What follows is the text of the talk I gave at the DLF Forum on November 4, 2012, as part of the presentation headed by Ellysa and Smiljana.
Most research libraries typically acquire personal archives from creators at the end of careers, or lives, or even after their death, which effectively means that material can be acquired decades after its creation. Because of technological obsolescence and how fluid our personal uses of technology are, it’s logical to conclude that creators need to become more active in curation activities, and libraries need to engage them much earlier in the creation process, else we risk losing valuable cultural material down the digital black hole.
But I think there are some challenges to compressing this distance between creation and acquisition. For starters, do creators want to be bothered with our curatorial recommendations? In a report on born-digital literary manuscripts, Matthew Kirschenbaum and others concluded, based on interviews with working authors, that suggesting to them certain technological behaviors might impinge on their creative process, and hence be unwelcome advice. In our grant’s initial survey less than half of respondents answered affirmatively to the question of whether librarians should offer them personal archiving and digital preservation assistance. Several respondents even explicitly stated their opposition to being told how to preserve their own material in a free text comment field.
Of course, we shouldn’t just assume that creators are absent from the preservation process to begin with. For example, 86% of respondents to our initial survey indicated they regularly back up important material. I know redundancy does not constitute preservation, but it was encouraging to see that most of the respondents back up with a frequency falling between “continually and monthly.”
My favorite answer, and the funniest one, to this question about backup frequency was a single word: “episodically”. I actually think this answer could be instructive to archivists and librarians: for purposes of preservation we may be inclined to isolate material into neat little piles based on documentary types or by file type, as discreet items on a file system, or even as atomized chunks of data, but creators themselves may instead view them as events in a continuum of research – they progress from one to the other and together form a whole, a whole that is not entirely separable from other aspects of their appointments, including teaching, dissertation advising, etc.
And it’s not entirely separable from the physical spaces in which they work either. In Penn State Special Collections we have a physical reconstruction of the author John O’Hara’s study – his writing desk, typewriter, books shelves, even his fireplace and mantle. Now… projects like the Rushdie one out of Emory are starting to make us think of the author’s study as a virtual place, his reconstructed computer desktop screen replacing the physical reconstruction of a creative space.
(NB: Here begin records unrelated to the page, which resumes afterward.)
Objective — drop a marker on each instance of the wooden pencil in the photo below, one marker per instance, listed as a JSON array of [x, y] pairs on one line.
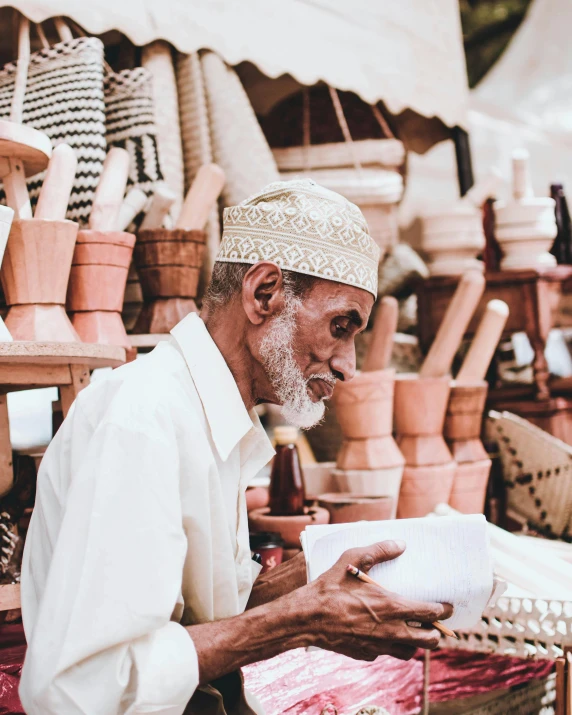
[[354, 571]]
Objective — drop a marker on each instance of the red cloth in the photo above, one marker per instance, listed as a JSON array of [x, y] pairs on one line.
[[298, 683]]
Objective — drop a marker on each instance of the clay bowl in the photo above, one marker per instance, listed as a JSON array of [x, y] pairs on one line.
[[420, 404], [364, 405], [289, 527], [344, 507]]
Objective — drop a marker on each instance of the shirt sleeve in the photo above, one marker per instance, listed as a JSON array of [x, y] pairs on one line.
[[102, 640]]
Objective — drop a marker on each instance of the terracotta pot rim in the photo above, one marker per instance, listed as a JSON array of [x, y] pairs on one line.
[[341, 498], [50, 221], [415, 377], [160, 235], [264, 512], [117, 238]]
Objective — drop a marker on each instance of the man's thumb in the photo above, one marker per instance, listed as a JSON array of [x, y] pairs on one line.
[[380, 552]]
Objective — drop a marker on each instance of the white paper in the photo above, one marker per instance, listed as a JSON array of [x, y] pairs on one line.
[[447, 560]]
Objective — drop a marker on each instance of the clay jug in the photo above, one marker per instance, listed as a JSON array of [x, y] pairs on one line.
[[462, 432], [420, 407], [97, 286], [168, 263]]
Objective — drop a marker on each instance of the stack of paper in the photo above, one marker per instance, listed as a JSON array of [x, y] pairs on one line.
[[447, 560]]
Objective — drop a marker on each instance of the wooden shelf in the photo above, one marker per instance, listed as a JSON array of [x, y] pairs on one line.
[[32, 147]]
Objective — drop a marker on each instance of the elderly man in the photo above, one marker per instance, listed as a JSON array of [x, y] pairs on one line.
[[137, 569]]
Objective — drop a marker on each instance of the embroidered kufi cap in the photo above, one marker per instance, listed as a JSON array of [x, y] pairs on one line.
[[305, 228]]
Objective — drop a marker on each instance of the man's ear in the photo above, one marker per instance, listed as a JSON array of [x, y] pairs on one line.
[[262, 292]]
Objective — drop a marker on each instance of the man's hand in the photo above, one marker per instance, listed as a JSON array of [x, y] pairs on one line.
[[336, 612], [364, 621]]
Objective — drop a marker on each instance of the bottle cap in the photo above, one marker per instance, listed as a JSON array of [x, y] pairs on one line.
[[285, 434]]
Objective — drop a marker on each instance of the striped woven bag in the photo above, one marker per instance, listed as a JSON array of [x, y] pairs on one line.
[[64, 98], [130, 124]]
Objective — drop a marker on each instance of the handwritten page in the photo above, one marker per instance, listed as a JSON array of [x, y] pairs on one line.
[[447, 559]]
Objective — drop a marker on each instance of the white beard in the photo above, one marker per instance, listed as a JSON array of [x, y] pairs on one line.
[[286, 378]]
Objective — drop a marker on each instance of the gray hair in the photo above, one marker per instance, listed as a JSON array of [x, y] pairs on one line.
[[227, 278]]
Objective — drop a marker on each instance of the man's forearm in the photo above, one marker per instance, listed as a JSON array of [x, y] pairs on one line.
[[260, 633], [278, 581]]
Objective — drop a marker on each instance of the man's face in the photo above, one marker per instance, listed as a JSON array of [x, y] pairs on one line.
[[310, 345]]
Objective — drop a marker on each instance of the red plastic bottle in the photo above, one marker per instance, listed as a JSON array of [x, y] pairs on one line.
[[287, 493]]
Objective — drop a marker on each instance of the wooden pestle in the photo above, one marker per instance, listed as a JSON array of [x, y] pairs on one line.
[[110, 191], [132, 205], [160, 205], [480, 354], [381, 343], [56, 189], [201, 197], [455, 321]]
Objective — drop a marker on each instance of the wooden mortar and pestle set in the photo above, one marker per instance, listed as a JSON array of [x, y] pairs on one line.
[[168, 261], [370, 465], [431, 474], [102, 255]]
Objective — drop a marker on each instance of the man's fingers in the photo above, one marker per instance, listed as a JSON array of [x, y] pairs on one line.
[[367, 557], [424, 611]]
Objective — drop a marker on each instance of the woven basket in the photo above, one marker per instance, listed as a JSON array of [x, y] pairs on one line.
[[537, 470], [238, 143], [197, 148], [157, 59]]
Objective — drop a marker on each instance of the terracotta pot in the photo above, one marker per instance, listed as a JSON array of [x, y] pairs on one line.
[[364, 405], [422, 488], [377, 453], [420, 406], [462, 431], [289, 527], [6, 217], [256, 498], [345, 508], [97, 285], [374, 482], [35, 274], [168, 263], [318, 479]]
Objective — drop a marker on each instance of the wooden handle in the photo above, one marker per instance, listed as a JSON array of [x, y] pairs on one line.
[[56, 189], [161, 201], [110, 191], [381, 343], [132, 204], [480, 354], [201, 197], [455, 321]]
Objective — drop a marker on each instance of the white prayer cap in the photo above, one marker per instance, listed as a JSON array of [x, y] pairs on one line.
[[305, 228]]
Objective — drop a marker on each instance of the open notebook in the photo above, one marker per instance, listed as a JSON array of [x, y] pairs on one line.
[[447, 560]]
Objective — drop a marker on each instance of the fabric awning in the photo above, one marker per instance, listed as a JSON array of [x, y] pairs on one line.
[[408, 53]]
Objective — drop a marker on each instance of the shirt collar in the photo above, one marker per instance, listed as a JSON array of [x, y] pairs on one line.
[[229, 420]]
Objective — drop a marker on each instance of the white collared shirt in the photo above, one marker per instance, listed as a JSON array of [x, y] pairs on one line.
[[139, 526]]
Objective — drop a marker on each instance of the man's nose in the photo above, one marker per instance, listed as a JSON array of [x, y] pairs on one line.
[[343, 362]]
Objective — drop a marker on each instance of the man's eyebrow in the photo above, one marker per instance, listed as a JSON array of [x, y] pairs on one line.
[[355, 318]]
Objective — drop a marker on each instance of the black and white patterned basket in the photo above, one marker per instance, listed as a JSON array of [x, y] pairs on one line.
[[130, 124], [64, 98]]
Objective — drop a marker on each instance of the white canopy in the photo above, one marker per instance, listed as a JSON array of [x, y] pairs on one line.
[[408, 53]]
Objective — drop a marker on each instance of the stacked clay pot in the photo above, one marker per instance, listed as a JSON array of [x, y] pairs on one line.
[[420, 407], [369, 462], [168, 263], [462, 432], [35, 274], [97, 286]]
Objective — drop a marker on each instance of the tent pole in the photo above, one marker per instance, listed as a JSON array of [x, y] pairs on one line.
[[464, 163]]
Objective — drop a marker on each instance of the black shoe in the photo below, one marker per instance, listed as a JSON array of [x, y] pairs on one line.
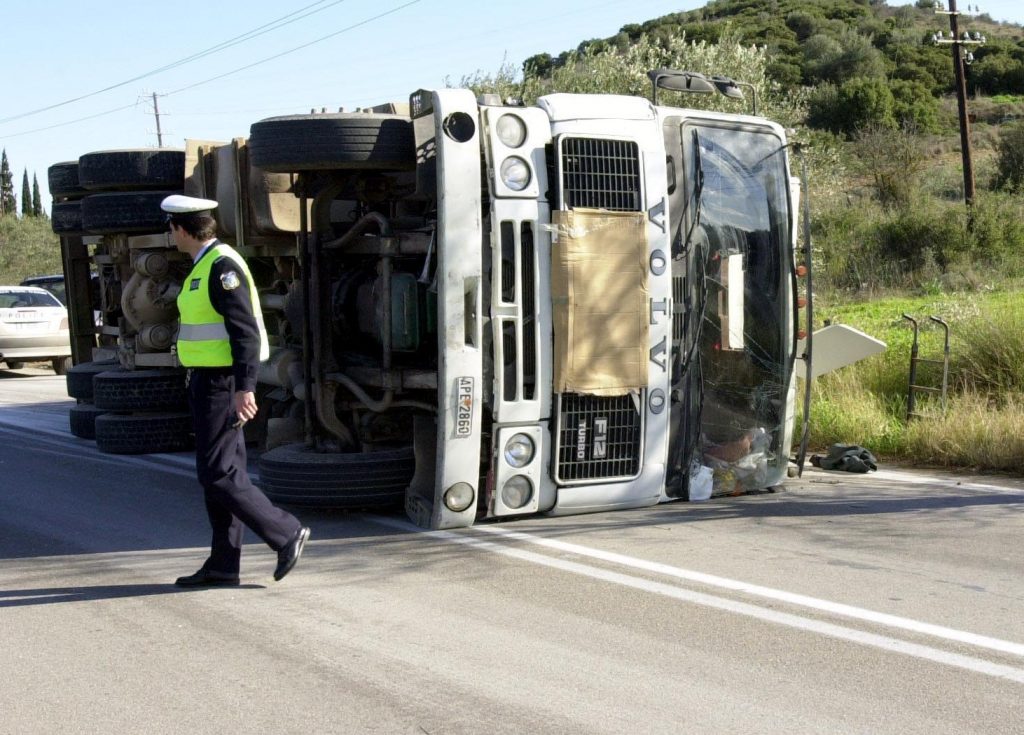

But in our first in-person interview with a Penn State faculty member in the Communications department, we got an intimate view into how these spaces are really wrapped up with one another in complex ways we do not yet fully understand. This researcher commented on the ways in which his forty-plus years in the same office and his pending move have had an impact on the way he works. At a much higher level, being with one institution for so long influenced his relationship to technology over the years. In the early 80s he learned of a mainframe on campus and successfully petitioned to have terminal access to it, which he used to draft a book in the SCRIPT markup language. As we proceed with the interviews, we’ll be documenting both the physical and virtual desktop environments graphically, and I think this is an area of the grant work that can be especially enlightening and fruitful.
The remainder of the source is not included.